Chicken with curried peaches

4 Servings

Ingredients

Quantity Ingredient
1 tablespoon Olive oil
1 tablespoon Curry powder; or to taste
pounds Skinless Boneless Chicken Breast Halves, Cut In 1\" Pcs
½ cup Fresh orange juice
1 tablespoon Light brown sugar
1 teaspoon Finely minced ginger root
4 Peaches; at room temp, Peel, Pit, Cut In 1/4\" Wedges
Toasted walnuts; for garnish, opt

Directions

Heat the olive oil in a large non-stick skillet or saute pan over medium-high heat. Add ¼ cup water, stir in the curry powder and heat until bubbly. Add the chicken and cook, covered, stirring occasionally, until it is lightly browned and cooked through, about 5 minutes. With a slotted spoon, transfer the chicken to a bowl, and cover to keep warm.

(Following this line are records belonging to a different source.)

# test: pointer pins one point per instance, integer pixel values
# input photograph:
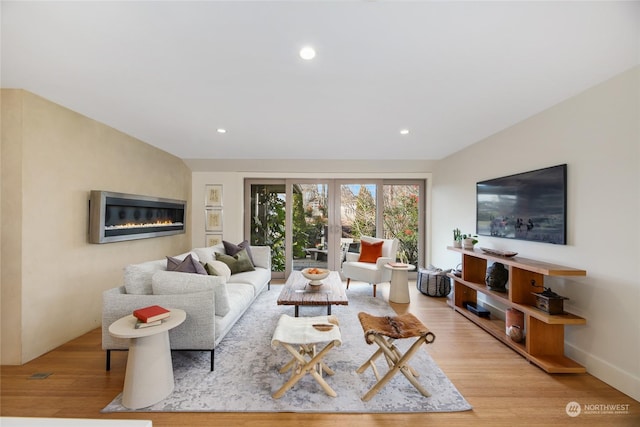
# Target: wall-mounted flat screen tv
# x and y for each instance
(526, 206)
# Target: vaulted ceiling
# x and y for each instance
(172, 73)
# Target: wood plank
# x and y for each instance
(298, 291)
(544, 268)
(503, 387)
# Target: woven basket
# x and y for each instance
(433, 283)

Meanwhile, in a measuring cup, combine the orange juice, brown sugar and ginger, stirring until the sugar is dissolved. Add the peaches and orange juice mixture to the skillet; stir until the fruit is lightly cooked and the sauce is bubbly, about 3 minutes. Add the chicken and stir gently until the mixture is warmed through, about 1 minute. Taste and adjust seasonings if needed. Garnish with toasted walnuts before serving (optional).

Yield: 4 servings.

FOR SOME fresh ideas for the ubiquitous skinless, boneless breast, ``The 15-Minute Chicken Gourmet'' by Paulette Mitchell (Macmillan, $23) is the ticket. Disregard the 15-minute promise: About the only thing you can cook in that amount of time is scrambled eggs. But the recipes in the book are relatively quick, and they often incorporate a vegetable, fruit or pasta, so you don't have to deal with side dishes. For this delicious dish, just make some rice and you're set.

Published Wednesday, August 13, 1997, in the San Jose Mercury News. Copied with permission.

NOTES : Cal 280, Fat 6.5g, Carb 13.9g, Fib 1.9g, Pro 40.4g, Sod 118mg, CFF 21⅖%.